Vets, active-duty troops back border security mission, oppose current Afghan, Iraq strategies: Poll

January 2, 2019

A majority of current and former U.S. service members support the Trump administration’s decision to deploy American troops to the U.S.-Mexico border, while opposing Washington’s ongoing military involvement in Iraq and Afghanistan, according to a new poll.

Roughly 1,000 active duty troops and military veterans were interviewed as part of a joint poll conducted by the Smithsonian and Stars and Stripes newspaper, on their opinions regarding several of the Trump White House’s most controversial defense and national security policy decisions.

In the poll, a majority of the respondents said the decision to send thousands of active duty American troops to the U.S. southern border was the right decision, said a Smithsonian statement accompanying Wednesday’s release of the new poll.

But that support did not translate to any overarching support for the White House’s seemingly draconian immigration policies, it says.

“On the home front, 65 percent of respondents backed the move by President Trump to deploy armed forces at the U.S. border with Mexico,” the poll’s findings state. “At the same time, the great majority appeared to take a dim view of the administration’s proposal to deport noncitizen service members or their families,” it added.

The largest U.S. troop contingent along the southern border has been deployed to Texas, with nearly 2,800 American soldiers on station there. Another 1,500 are deployed along the U.S.-Mexico border in Arizona with another 1,300 along the border in California, according to troop counts provided by U.S. Northern Command.

Mr. Trump extended the troop deployment, which had been slated to end in December, to the end of January in order to defend American territory from a migrant caravan of thousands of Mexican, Central and South American migrants seeking refuge in the United States.

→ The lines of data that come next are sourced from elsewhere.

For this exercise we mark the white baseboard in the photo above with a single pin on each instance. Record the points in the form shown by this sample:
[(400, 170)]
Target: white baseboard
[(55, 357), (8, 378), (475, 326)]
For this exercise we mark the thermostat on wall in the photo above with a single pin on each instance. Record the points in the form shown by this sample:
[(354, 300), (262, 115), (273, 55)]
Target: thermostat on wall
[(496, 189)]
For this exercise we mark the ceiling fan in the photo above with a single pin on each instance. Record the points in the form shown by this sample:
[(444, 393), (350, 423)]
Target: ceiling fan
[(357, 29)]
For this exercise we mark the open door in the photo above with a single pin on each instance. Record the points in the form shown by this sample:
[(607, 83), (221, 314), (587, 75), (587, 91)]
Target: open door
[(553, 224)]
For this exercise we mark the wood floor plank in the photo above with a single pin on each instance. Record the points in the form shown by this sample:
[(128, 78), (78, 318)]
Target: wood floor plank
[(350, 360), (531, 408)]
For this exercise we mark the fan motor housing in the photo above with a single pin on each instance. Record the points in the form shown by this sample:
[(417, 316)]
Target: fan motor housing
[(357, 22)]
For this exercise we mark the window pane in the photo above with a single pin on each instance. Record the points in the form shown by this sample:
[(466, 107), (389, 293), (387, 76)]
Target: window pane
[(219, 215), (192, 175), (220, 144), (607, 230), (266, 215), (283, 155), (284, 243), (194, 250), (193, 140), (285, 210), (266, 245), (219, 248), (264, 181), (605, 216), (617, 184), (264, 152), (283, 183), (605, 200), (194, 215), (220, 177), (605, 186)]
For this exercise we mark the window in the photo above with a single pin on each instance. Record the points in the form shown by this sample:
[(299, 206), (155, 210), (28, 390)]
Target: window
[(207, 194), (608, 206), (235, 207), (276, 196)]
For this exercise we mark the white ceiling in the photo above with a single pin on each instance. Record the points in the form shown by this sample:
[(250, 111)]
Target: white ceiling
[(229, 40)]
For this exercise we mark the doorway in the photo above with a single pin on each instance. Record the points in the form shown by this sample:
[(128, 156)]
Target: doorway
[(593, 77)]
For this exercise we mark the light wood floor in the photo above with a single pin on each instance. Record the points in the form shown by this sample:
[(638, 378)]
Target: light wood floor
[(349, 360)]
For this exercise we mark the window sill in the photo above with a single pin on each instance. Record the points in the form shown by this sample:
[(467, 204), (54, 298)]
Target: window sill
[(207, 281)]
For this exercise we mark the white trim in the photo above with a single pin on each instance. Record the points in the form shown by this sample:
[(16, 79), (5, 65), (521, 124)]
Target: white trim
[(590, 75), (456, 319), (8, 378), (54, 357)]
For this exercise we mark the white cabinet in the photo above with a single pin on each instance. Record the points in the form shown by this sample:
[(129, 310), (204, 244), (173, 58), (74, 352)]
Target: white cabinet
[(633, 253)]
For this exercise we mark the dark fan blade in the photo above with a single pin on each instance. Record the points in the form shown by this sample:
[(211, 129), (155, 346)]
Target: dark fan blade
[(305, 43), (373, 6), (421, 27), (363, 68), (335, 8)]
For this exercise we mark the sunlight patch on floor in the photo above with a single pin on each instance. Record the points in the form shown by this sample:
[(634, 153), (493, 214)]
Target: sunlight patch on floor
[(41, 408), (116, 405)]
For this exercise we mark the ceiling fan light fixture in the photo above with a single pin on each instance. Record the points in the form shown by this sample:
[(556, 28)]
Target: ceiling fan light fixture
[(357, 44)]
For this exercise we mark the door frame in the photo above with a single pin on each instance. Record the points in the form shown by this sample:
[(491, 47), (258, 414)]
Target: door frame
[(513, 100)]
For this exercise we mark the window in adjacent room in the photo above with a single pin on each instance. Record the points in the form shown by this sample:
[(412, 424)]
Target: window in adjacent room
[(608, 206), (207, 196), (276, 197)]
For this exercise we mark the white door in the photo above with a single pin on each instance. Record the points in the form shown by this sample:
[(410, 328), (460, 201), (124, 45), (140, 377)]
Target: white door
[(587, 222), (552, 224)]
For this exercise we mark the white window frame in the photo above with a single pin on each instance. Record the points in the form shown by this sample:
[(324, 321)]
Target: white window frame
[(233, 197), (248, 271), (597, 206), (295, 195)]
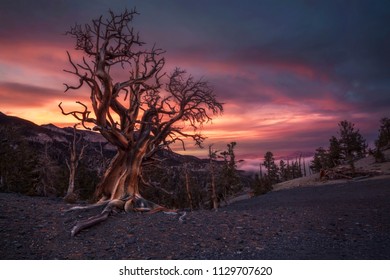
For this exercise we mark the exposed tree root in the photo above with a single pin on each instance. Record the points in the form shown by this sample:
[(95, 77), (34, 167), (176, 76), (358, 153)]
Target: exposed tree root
[(128, 204)]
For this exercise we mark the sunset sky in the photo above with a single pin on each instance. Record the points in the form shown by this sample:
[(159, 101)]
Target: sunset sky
[(287, 71)]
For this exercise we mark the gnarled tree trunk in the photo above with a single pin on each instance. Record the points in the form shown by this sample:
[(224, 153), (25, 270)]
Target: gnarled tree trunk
[(138, 115)]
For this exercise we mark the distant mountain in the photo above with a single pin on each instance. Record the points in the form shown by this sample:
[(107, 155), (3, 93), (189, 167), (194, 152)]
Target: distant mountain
[(33, 161)]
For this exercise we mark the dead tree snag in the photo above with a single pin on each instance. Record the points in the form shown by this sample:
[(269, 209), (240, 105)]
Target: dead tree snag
[(134, 104)]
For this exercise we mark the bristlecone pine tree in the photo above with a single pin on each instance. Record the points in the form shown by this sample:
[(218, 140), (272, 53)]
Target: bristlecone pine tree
[(135, 106)]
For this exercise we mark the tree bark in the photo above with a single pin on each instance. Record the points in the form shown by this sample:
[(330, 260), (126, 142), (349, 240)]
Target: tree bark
[(122, 177)]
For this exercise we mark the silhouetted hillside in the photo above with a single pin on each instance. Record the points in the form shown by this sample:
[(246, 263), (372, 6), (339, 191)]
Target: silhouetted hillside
[(33, 161)]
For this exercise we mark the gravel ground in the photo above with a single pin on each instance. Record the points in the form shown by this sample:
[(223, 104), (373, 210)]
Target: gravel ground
[(342, 221)]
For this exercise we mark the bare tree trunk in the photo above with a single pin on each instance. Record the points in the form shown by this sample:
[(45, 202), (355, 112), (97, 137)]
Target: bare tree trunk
[(189, 195), (121, 178), (72, 166)]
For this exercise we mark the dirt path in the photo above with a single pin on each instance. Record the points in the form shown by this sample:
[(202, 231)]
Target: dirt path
[(341, 221)]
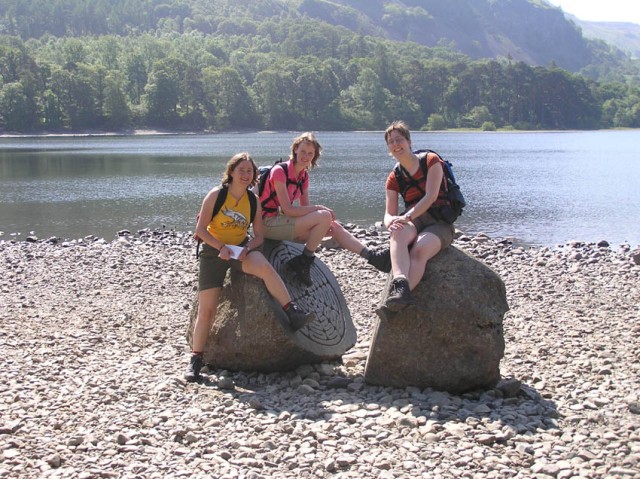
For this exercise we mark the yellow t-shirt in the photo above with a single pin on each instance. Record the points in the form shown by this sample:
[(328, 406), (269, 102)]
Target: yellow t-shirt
[(231, 224)]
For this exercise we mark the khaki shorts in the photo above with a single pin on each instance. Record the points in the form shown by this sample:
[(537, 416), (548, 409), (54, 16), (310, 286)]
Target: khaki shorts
[(279, 227), (443, 230), (213, 269)]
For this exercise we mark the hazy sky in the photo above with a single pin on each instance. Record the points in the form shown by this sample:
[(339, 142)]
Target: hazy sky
[(602, 10)]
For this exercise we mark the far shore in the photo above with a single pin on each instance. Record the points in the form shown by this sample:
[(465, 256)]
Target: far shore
[(157, 132)]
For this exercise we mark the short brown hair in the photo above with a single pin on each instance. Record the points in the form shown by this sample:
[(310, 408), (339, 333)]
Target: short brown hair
[(399, 126), (311, 138), (234, 162)]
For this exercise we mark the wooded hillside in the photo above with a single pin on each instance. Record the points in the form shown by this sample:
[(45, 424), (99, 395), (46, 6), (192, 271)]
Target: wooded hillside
[(310, 64)]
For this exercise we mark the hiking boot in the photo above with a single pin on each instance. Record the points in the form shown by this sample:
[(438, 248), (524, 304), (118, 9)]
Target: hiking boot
[(193, 370), (381, 260), (298, 318), (300, 267), (399, 295)]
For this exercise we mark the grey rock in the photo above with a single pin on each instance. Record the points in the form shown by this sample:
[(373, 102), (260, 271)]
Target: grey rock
[(453, 339), (251, 332)]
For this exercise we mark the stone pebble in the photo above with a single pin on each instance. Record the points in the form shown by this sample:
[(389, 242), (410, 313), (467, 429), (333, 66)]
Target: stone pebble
[(92, 341)]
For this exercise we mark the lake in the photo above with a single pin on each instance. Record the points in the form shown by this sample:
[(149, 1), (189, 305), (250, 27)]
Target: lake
[(537, 188)]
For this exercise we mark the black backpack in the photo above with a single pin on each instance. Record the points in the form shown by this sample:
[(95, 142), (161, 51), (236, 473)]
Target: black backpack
[(449, 212), (222, 196), (263, 176)]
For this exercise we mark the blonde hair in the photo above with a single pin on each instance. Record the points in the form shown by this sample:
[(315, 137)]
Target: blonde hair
[(311, 138), (233, 163), (399, 126)]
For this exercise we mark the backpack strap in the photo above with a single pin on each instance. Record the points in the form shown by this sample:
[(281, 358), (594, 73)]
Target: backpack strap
[(406, 181), (222, 196), (272, 195), (253, 202), (217, 206)]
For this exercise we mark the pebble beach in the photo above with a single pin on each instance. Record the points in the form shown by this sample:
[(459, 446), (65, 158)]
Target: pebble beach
[(93, 348)]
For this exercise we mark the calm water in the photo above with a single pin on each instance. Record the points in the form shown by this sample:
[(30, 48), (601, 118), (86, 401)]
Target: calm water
[(537, 188)]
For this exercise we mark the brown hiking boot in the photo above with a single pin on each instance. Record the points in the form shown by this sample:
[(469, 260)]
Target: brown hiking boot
[(193, 369), (399, 295), (381, 260)]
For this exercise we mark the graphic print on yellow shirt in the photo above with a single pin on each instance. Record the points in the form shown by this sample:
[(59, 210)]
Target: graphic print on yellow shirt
[(231, 224)]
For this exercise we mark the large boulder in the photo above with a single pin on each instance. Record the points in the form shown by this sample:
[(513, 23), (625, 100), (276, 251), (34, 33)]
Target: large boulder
[(250, 331), (452, 340)]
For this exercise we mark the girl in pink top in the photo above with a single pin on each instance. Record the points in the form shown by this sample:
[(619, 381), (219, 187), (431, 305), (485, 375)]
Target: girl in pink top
[(304, 222)]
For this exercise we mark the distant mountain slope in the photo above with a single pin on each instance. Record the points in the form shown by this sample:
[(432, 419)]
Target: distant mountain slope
[(625, 36), (532, 31)]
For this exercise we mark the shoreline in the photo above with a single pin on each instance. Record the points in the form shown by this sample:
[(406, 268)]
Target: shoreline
[(375, 229), (151, 132), (93, 336)]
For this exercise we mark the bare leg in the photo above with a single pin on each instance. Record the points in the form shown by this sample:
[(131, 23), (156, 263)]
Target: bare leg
[(426, 247), (400, 241), (345, 239), (312, 228), (207, 306), (257, 265)]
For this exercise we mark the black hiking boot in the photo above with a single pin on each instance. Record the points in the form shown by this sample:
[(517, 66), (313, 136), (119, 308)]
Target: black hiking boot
[(299, 267), (193, 370), (399, 295), (381, 260), (298, 319)]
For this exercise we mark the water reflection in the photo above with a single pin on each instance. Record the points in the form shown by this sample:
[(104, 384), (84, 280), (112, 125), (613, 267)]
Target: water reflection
[(541, 188)]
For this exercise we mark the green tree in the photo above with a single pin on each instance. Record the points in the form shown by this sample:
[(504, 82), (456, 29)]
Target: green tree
[(116, 109), (13, 105)]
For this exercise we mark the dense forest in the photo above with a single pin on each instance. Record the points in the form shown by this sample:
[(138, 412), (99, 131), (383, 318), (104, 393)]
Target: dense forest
[(95, 65)]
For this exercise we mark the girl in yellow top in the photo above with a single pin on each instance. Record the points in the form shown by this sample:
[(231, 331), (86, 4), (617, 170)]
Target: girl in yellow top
[(227, 245)]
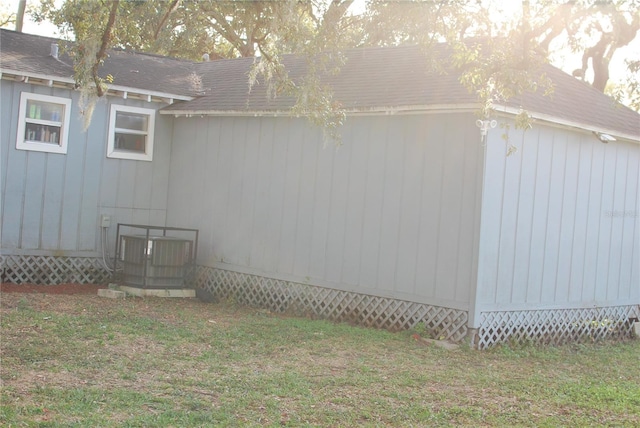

On Iraq and Afghanistan, nearly 80 percent of respondents agreed that it was time to end American involvement in both countries.

“Seventeen years after the U.S.-led military invasions of Afghanistan and Iraq, more than 80 percent. . . of service members and veterans surveyed agreed with the statement that the occupations have ‘been going on too long,’” the poll’s findings suggest.

The responses come less than two weeks after the Trump White House has ordered the withdrawal of 7,000 U.S. troops from Afghanistan, slashing the total number of American forces in the country by half. That decision came a day after the administration announced the complete pullout of all American forces from Syria.

But a recent Pentagon assessment of the 17-year conflict claims recent gains by U.S. and Afghan forces under the Trump administration’s new South Asia strategy could be put in jeopardy if Washington presses ahead with plans to slash the number of American troops in the country.

Defense Department analysts suggested any letup in pressure from Afghan forces, and their American and NATO counterparts, against the Taliban could derail fragile efforts to get peace talks with the insurgent group off the ground.

“The reinforcement and realignment of U.S. and coalition forces and authorities under the South Asia Strategy have significantly increased pressure on the Taliban,” defense officials wrote in the report submitted to Congress late last month.